4th Secretary General of NATO
- In office 1 August 1964 – 1 October 1971
- Preceded by: Dirk Stikker
- Succeeded by: Joseph Luns

Minister of War
- In office 10 December 1945 – 13 July 1946
- Prime Minister: Alcide De Gasperi
- Preceded by: Stefano Jacini
- Succeeded by: Cipriano Facchinetti

Deputy Prime Minister
- In office 21 June 1945 – 10 December 1945 Serving with Pietro Nenni
- Prime Minister: Ferruccio Parri
- Preceded by: Palmiro Togliatti
- Succeeded by: Pietro Nenni

Personal details
- Born: Manlio Giovanni Brosio 10 July 1897 Turin, Italy
- Died: 14 March 1980 (aged 82) Turin, Italy
- Party: Italian Liberal Party
- Relations: Vanna Brosio (niece)
- Education: University of Turin

Military service
- Allegiance: Kingdom of Italy
- Branch/service: Royal Italian Army
- Unit: Alpini
- Battles/wars: World War I

= Manlio Brosio =

Italian lawyer and politician (1897–1980)
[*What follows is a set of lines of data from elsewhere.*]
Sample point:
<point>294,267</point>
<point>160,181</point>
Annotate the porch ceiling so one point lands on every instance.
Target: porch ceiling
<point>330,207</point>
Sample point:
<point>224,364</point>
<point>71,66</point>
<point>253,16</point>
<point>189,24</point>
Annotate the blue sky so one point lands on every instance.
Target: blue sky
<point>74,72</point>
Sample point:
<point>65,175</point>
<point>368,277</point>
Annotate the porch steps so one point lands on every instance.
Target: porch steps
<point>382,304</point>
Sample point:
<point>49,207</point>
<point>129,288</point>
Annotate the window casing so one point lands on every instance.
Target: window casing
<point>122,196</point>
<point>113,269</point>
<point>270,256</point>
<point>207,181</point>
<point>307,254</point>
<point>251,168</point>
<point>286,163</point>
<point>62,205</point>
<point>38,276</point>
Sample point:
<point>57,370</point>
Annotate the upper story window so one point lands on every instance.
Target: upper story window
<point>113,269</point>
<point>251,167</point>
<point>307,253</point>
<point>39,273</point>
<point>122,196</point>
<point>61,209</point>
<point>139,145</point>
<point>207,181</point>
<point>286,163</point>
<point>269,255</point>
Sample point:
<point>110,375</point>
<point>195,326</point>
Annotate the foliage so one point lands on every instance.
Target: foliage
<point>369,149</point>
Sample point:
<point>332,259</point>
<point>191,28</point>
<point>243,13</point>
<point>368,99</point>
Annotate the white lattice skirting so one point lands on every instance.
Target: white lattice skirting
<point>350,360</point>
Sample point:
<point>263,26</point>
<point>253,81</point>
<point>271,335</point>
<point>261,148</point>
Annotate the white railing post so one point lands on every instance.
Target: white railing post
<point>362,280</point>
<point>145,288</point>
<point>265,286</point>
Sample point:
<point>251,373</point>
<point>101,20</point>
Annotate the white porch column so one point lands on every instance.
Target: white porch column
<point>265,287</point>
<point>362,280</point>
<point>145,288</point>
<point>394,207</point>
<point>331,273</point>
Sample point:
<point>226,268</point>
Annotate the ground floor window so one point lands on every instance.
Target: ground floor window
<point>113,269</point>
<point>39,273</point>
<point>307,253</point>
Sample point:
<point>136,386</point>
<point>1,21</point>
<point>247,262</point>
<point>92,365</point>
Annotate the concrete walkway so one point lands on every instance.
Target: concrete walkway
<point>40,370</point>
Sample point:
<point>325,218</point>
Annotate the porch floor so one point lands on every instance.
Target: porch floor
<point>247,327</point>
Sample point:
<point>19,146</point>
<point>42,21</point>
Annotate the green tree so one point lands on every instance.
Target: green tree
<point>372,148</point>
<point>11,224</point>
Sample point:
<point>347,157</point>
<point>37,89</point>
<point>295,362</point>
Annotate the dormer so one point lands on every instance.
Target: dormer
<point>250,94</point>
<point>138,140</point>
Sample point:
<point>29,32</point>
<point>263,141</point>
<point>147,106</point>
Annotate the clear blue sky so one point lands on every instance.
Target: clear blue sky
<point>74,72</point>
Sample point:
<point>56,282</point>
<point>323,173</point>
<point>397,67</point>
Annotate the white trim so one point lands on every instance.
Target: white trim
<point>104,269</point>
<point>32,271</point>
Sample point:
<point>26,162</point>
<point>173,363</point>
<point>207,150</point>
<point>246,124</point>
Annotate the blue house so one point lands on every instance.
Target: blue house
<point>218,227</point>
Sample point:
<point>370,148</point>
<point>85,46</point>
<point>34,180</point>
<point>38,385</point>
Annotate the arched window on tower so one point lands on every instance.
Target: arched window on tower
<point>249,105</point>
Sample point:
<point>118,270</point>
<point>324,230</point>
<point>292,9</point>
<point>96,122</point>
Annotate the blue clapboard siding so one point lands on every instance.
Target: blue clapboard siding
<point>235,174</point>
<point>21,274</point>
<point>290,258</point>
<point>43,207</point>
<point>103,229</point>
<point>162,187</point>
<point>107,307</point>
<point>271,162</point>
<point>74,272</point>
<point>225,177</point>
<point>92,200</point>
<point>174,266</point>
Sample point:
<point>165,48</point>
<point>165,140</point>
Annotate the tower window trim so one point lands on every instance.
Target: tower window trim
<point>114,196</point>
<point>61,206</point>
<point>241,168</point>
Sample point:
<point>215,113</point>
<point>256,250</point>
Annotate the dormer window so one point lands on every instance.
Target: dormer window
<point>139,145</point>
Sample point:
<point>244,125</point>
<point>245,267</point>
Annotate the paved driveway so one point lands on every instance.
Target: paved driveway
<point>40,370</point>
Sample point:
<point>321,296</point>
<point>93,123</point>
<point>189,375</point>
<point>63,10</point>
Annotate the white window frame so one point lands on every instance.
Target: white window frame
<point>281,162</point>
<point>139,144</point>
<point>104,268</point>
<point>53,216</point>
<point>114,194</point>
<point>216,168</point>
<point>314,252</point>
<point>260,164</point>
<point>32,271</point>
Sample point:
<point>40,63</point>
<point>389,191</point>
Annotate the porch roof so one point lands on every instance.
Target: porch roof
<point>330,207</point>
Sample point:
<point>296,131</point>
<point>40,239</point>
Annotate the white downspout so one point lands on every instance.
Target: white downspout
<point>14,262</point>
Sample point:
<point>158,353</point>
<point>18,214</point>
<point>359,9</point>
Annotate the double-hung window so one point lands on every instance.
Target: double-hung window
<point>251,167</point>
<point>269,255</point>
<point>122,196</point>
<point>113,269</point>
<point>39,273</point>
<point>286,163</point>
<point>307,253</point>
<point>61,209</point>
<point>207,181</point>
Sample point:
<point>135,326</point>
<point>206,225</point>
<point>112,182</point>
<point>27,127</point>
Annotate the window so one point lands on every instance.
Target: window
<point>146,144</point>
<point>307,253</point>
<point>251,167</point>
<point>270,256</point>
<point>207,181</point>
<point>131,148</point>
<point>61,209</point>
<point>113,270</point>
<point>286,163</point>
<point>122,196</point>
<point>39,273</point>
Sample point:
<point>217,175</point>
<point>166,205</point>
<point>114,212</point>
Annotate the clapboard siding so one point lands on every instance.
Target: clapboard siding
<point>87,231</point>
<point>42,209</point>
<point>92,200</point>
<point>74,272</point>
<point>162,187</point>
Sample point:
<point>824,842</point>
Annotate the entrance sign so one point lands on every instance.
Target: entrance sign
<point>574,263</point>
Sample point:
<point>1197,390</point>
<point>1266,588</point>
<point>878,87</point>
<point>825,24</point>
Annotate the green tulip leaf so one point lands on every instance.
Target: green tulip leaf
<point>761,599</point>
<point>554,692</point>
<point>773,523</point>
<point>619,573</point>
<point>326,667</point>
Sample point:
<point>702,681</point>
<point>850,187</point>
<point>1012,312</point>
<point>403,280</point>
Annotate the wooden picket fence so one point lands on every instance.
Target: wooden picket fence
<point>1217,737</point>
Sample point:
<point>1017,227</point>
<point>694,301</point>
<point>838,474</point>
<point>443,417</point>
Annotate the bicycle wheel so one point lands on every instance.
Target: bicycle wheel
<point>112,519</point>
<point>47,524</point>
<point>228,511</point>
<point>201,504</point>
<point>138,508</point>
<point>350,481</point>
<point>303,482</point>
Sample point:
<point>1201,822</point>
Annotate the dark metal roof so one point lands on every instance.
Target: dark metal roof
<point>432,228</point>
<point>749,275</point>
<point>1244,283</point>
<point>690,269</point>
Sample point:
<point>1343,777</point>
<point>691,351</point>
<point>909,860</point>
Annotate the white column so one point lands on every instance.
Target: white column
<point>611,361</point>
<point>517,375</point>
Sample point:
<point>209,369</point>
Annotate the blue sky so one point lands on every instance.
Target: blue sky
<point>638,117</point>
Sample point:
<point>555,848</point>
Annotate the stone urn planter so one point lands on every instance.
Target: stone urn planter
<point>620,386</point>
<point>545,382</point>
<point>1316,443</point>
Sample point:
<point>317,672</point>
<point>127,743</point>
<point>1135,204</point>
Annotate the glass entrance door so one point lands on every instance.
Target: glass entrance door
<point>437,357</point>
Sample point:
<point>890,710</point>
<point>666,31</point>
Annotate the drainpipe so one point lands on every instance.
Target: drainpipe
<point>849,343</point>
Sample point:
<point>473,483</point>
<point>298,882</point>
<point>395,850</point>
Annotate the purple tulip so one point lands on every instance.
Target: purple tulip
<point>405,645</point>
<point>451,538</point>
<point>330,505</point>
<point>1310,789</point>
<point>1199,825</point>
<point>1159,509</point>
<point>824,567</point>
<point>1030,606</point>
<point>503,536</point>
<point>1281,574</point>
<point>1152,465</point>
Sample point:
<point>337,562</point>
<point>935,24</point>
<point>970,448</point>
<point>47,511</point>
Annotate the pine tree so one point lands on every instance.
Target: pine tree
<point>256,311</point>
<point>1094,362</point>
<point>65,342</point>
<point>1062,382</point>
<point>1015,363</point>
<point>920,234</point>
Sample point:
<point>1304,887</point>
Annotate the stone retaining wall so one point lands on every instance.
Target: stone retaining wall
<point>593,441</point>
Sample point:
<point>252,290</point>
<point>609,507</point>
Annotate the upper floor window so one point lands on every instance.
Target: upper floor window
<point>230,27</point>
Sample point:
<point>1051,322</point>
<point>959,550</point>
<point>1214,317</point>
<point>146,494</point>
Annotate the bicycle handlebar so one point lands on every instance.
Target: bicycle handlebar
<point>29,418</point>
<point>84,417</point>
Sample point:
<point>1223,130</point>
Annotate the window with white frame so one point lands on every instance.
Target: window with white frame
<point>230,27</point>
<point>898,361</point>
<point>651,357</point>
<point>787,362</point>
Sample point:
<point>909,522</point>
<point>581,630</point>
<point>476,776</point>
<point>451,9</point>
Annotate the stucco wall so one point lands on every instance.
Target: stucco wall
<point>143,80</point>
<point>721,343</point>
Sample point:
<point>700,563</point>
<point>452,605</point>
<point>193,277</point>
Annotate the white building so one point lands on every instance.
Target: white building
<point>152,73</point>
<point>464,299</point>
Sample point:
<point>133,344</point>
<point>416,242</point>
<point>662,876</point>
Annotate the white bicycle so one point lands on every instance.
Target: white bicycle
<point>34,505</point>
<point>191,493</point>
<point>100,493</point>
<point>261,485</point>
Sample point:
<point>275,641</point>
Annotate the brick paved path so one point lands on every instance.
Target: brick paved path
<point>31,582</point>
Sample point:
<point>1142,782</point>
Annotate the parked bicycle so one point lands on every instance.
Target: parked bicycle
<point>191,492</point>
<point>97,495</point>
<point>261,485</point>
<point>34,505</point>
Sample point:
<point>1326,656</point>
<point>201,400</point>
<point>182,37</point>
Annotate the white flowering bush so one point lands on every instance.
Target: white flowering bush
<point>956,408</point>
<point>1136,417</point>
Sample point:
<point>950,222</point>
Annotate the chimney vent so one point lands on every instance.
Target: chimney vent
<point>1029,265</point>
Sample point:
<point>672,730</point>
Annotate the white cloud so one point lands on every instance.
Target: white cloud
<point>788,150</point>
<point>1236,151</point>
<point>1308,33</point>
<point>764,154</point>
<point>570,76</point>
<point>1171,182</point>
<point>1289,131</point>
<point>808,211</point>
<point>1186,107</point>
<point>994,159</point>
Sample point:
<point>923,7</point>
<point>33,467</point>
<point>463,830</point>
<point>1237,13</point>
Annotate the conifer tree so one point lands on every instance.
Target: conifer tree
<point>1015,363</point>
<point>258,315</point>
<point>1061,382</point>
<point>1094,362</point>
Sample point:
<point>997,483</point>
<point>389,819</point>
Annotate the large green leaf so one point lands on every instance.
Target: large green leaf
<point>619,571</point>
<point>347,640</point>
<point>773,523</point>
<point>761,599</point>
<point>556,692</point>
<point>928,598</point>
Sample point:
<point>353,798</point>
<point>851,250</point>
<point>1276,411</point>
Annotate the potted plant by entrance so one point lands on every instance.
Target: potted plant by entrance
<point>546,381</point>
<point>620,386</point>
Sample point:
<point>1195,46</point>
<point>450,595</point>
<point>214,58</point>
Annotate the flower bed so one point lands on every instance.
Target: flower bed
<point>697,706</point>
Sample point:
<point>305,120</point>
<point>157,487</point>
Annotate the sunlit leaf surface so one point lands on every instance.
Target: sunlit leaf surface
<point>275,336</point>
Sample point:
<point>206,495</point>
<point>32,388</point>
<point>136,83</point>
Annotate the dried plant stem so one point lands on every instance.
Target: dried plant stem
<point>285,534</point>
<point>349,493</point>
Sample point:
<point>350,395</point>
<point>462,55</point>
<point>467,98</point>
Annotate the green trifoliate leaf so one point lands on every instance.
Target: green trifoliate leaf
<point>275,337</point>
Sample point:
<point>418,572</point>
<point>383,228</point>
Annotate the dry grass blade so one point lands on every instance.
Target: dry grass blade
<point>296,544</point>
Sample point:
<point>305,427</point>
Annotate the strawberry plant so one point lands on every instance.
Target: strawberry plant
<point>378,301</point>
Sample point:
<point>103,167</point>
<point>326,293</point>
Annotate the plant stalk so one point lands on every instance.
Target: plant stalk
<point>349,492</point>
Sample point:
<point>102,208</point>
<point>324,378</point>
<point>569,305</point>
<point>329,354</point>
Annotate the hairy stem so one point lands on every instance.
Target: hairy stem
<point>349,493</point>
Manlio Brosio (10 July 1897 – 14 March 1980) was an Italian lawyer, diplomat, politician and the fourth secretary general of NATO between 1964 and 1971.

==Early life==
Brosio was born in Turin to Edoardo Brosio and Fortunata Curadelli. He studied law at the University of Turin. During World War I, he served in the Alpine regiment as an artillery officer. After the war, he graduated from university and in 1920 entered politics. Later, his political activity was barred because of his opposition to fascism.

==Career==
During World War II, after the Allied invasion of Italy in 1943, Brosio went underground and later became a member of the National Liberation Committee. After the war he re-entered politics, and became deputy prime minister and in 1945, the Minister of War.

In January 1947, Brosio became the Italian ambassador to the Soviet Union and got involved with the peace treaty negotiations between the countries. In 1952, he became ambassador to the UK, to the US in 1955, and to France from 1961 to 1964.

On 12 May 1964, the NATO council chose Brosio to succeed Dirk Stikker as secretary general. He resigned on 3 September 1971. On 29 September 1971, U.S. President Richard Nixon awarded him the Presidential Medal of Freedom.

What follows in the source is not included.